Hani İstanbul'un meşhur ve muhalefetin iktidarı eleştirmedeki vazgeçilmez gündemlerinden trafik çilesidir kuşkusuz.. İşte bu sorunun çözüm noktası olacak Yavuz Sultan Selim Köprüsü eleştirilmeye başlandı. Bu da bize trafiğin sadece bir kılıf olduğu çok açıktır.Ama bunlar yine hep kullanılacaktır.

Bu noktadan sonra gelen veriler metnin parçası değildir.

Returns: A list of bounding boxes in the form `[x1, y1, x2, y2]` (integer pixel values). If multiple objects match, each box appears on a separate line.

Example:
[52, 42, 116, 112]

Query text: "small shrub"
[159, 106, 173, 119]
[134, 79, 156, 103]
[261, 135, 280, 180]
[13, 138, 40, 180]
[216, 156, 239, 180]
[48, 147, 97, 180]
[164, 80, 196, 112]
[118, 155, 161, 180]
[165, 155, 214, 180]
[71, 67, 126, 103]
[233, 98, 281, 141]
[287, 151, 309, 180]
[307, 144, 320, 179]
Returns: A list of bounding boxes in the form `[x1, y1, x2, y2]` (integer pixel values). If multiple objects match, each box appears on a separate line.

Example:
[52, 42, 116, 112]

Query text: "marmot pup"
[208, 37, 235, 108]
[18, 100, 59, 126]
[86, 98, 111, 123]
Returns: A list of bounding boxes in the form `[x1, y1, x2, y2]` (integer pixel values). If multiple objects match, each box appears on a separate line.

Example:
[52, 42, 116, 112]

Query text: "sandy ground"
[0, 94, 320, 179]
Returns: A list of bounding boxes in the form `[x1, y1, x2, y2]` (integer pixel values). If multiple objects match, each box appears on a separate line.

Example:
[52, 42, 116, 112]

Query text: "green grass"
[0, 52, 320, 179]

3 savcı ile ilgili soruşturma başlatıldı.Sonu nereye varacak bilinmez ama vatandaşın yargı konusundaki görüşleri olumsuz şekilde etkileneceği aşikardır.İnsanlarımızın etkileneceği tartışılır ama kuşku uyandıracağı bilinmelidir.Yirmi savcının daha görev yeri değişti. Bence bu yapılan değişimler bu konularda niyetleri cesaretlendirir niteliktedir.Çünkü bu düşünceyi besleyenlerde ''Ben bunu yapsam en fazla görev yerim değişir'' algısı oluşur ki bu da bu olası olayları engellemek değil hatta ''istediğinizi yapabilirsiniz'' demenin kibarcası olacaktır.Bu konu ile ilgili gerekli adımların atılması kanısındayım.

Evet Erdoğanın hatası vardır ki bundan yukarıda bahsettim.Ama eleştirirken birazda yapıcı olmak gerekir. Zira iktidarın ülkemize neler yaptığını görmek için kör olmak lazım..On iki yılda İstanbul'da nelerin değişti...Evet siyasette eleştiri olmadan olmaz ama siz ülkeniz adına her nerede aday olunursa olunsun güzel adımlar en azından fikir üretmek adına anlayış benimsemek önemli olacaktır.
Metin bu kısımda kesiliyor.